Unfortunately, if there’s one thing I’ve learned from X-Men, it’s that dead things rarely stay that way.

The movie isn’t exactly helped by a visibly exhausted cast. The teens try their hardest to punch up their hokey storyline, but the only adult who even seems to be aware they’re on a movie set is James McAvoy. Rose Byrne performs her thankless role with the brute efficiency of a machine, Jennifer Lawrence falls back on prickly Katniss-isms, and Michael Fassbender is a million miles away. His palpable desire to be anywhere else does little to sell a forced family tragedy shoehorned in to give him a bit of insta-motivation, and it certainly doesn’t render palatable an exceedingly tasteless scene set at Auschwitz.

Although, truth be told, Magneto is mostly played by a CGI Ken doll being dragged around the screen. You can practically see the mouse pointer. That’s right, this entry continues the venerable tradition of rendering its mutants with special effects that were outdated in the WarGames era. They’re lucky a large theme of the movie is Mystique and Beast resisting their powers, because their SFX budget begins and ends with one (1) set of metal wings and maybe a handful of explosions. The rest is an X-Men: Evolution cartoon-level of work. The winking humor about how third sequels always suck can’t save the ruthlessly disastrous aesthetic of Apocalypse.

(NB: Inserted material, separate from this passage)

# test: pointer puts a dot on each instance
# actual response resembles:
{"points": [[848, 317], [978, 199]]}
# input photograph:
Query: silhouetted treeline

Now that I’ve purged my bile, I will submit that there are maybe a smattering of good things about the movie. McAvoy provides some solid first act comic relief, the teens are sufficiently likeable, and the crummy sub-Big Bang Theory opening credits that zoom through history’s greatest hits feature an exploding swastika, which is pretty righteous. And of course, there’s the obligatory Quicksilver slo-mo scene, which is shameless, pandering, inexcusably lazy, and still the best thing in the whole damn movie.

When Evan Peters makes more of an impression than Michael Fassbender, you know something has gone terribly wrong. And indeed it has. Many volumes of somethings. Unfathomable depths of somethings. It’s far from the worst movie out this year, or even this month, but it is a solemn disappointment.

TL;DR: X-Men Apocalypse is a sprawling, inept mess that wastes a bevy of talented performers.
Rating: 4/10
Word Count: 1210
Reviews In This Series
X-Men (Singer, 2000)
X2: X-Men United (Singer, 2003)
X-Men: The Last Stand (Ratner, 2006)
X-Men: First Class (Vaughn, 2011)
X-Men: Days of Future Past (Singer, 2014)
X-Men: Apocalypse (Singer, 2016)

1 comment:

  1. Ouch! I liked it myself--but not an awful lot (and you're spot on in every criticism except, I'd argue, the Quicksilver scene, which is the right kind of pandering and surprisingly novel given that it clearly arose as a retread of the last film's Quicksilver scene).

    The difference may be that I liked First Class and DoFP way, way better than the first three films.